Caroline, Mary’s biological daughter, feels anything but warmth toward the spontaneous and charismatic woman who abandoned her years ago. It’s already enough that she is parenting two teenagers by herself, while working a full-time job to support her family. What she needs is for her son, Chris, to behave and for her daughter, Katie, to be the good girl she knows. With her estranged mother’s sudden appearance, her children’s lives are turned upside down alongside hers, and her past is brought to the forefront in ways she never planned.

"The story is enthralling, and although some parts are a bit slower than others, as the characters develop, you can’t help but root for each of the women to have her happy ending."

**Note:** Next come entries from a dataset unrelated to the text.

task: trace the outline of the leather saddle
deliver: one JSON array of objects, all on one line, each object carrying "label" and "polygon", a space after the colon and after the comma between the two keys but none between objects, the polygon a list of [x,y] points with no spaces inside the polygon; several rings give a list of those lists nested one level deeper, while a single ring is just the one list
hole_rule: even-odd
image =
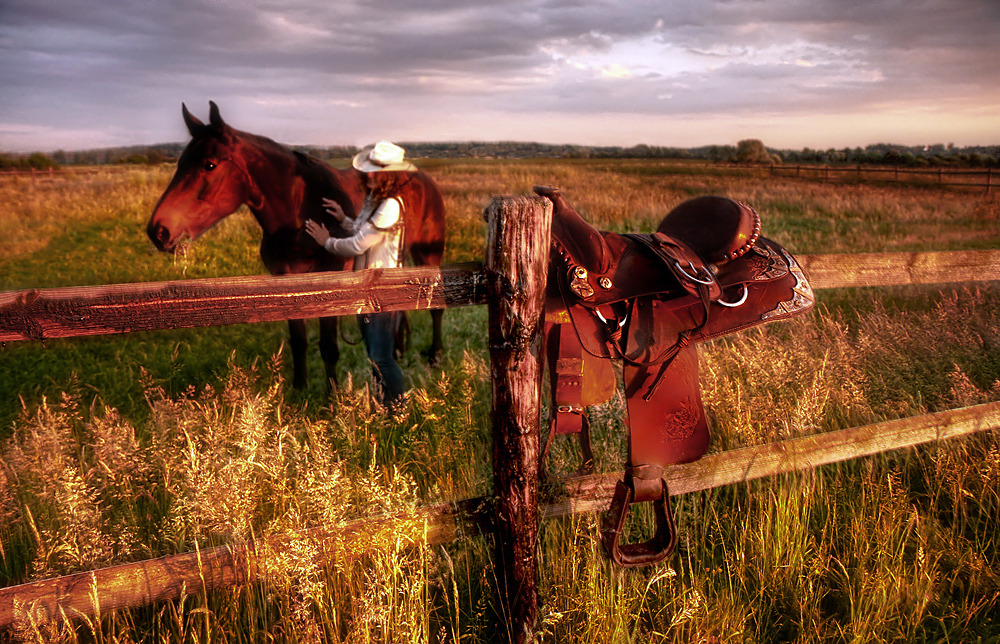
[{"label": "leather saddle", "polygon": [[[555,436],[568,434],[580,440],[581,471],[593,471],[587,408],[621,385],[628,456],[601,541],[622,566],[662,561],[677,544],[663,468],[695,461],[709,446],[697,343],[804,313],[812,288],[792,255],[760,236],[760,217],[744,203],[697,197],[652,234],[618,234],[584,221],[559,190],[534,191],[553,204],[545,303],[552,405],[542,465]],[[630,506],[643,502],[653,503],[656,533],[622,543]]]}]

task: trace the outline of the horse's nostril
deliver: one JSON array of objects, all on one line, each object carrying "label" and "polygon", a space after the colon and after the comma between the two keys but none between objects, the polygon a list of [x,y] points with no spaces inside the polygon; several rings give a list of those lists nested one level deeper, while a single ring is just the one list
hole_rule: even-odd
[{"label": "horse's nostril", "polygon": [[160,249],[162,249],[167,242],[170,241],[170,231],[167,230],[165,226],[160,224],[150,225],[146,230],[146,233],[149,235],[149,238],[153,241],[153,243]]}]

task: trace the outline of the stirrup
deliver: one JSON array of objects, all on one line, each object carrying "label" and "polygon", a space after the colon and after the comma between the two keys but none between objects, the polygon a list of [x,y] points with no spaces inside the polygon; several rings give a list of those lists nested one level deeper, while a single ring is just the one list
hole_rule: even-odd
[{"label": "stirrup", "polygon": [[[645,501],[653,502],[656,533],[643,543],[621,543],[629,506]],[[625,480],[618,481],[615,486],[611,507],[601,519],[601,543],[611,560],[624,568],[649,566],[669,557],[677,548],[677,526],[667,482],[662,477],[636,479],[626,472]]]}]

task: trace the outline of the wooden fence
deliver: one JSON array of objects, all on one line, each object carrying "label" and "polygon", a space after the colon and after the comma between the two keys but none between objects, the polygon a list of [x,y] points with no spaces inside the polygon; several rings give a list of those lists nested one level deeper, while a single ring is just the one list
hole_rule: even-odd
[{"label": "wooden fence", "polygon": [[[136,165],[101,165],[87,167],[49,167],[44,170],[37,168],[11,168],[0,170],[0,179],[9,177],[14,182],[22,177],[30,179],[33,183],[41,181],[54,181],[56,178],[66,178],[76,175],[87,174],[120,174],[129,172],[137,167]],[[879,167],[864,164],[852,166],[830,166],[830,165],[779,165],[771,164],[765,166],[746,166],[733,164],[702,165],[703,168],[731,168],[740,171],[749,171],[760,174],[762,171],[775,177],[795,177],[801,179],[813,179],[818,181],[877,181],[891,183],[910,184],[931,184],[950,187],[965,188],[985,188],[990,194],[993,190],[993,177],[998,176],[998,171],[994,168],[984,168],[982,170],[958,170],[954,168],[927,167],[927,168],[900,168]]]},{"label": "wooden fence", "polygon": [[[494,428],[489,498],[2,588],[0,628],[249,583],[266,575],[268,553],[293,538],[326,544],[324,549],[339,544],[361,551],[387,532],[431,544],[495,532],[510,633],[515,641],[529,639],[538,617],[534,553],[539,517],[603,509],[620,474],[566,480],[561,495],[539,506],[540,319],[551,205],[537,197],[497,197],[485,216],[485,264],[0,293],[4,342],[486,303]],[[1000,280],[1000,251],[798,259],[815,289]],[[665,475],[671,493],[683,494],[992,428],[1000,428],[1000,403],[725,452],[668,468]]]},{"label": "wooden fence", "polygon": [[796,177],[820,181],[879,181],[891,183],[919,183],[938,186],[985,188],[993,190],[993,168],[983,170],[955,170],[936,168],[880,168],[857,164],[856,166],[829,165],[776,165],[769,166],[769,174],[776,177]]}]

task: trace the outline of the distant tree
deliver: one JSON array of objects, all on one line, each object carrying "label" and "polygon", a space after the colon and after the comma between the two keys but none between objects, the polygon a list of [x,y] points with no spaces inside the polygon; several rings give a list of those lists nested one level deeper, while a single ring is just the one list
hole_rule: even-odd
[{"label": "distant tree", "polygon": [[28,156],[28,165],[37,170],[47,170],[56,165],[56,162],[41,152],[32,152]]},{"label": "distant tree", "polygon": [[146,162],[149,165],[159,165],[166,161],[166,157],[159,150],[150,150],[146,153]]},{"label": "distant tree", "polygon": [[743,139],[736,144],[737,163],[771,163],[771,154],[760,139]]},{"label": "distant tree", "polygon": [[712,161],[730,161],[736,155],[736,148],[731,145],[713,145],[708,150],[708,158]]}]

Teenage Katie is busy dying of mortification from something that happened a few days ago when Mary materializes, and what better way to take her mind off of her humiliation than to get to know this mysterious grandmother she’s never met? As Mary and Katie grow closer, Katie becomes increasingly influenced by Mary’s bravery in being herself. Katie resolves to find some courage of her own and uncover the truth of Mary and Caroline’s past --- figuring out her own present in the process.
UNBECOMING follows Mary, Caroline, and Katie throughout different periods of their lives, as told from the different perspectives of each woman. This style of narration definitely provides insight into every character’s actions and feelings, and it allows for a slow reveal of important past events, jumping from time periods in order to leave you wanting more.
The characters are generally quite likeable, and Mary and Katie’s connection is touching, as are the gritty complexities of the other relationships within the novel. Because the characters in the book are so real and flawed, it is easy to get frustrated with some of their actions or reactions, but I think this adds another level of depth.
The novel tackles a lot of tough subjects like coping with degenerative disease, family tensions, and learning to accept and embrace your own identity, even if it’s tough. The story is enthralling, and although some parts are a bit slower than others, as the characters develop, you can’t help but root for each of the women to have her happy ending. Within the plot there are a lot of important morals and messages that are conveyed subtly but with expertise. There are ups and downs, and at parts the novel is quite sad, but that being said, this is a story about family and living bravely, and considering this, it’s expected that there will be highs and lows just as there are in real life.
For sisters, mothers and grandmothers especially, UNBECOMING is a book that is sure to tug at the heartstrings.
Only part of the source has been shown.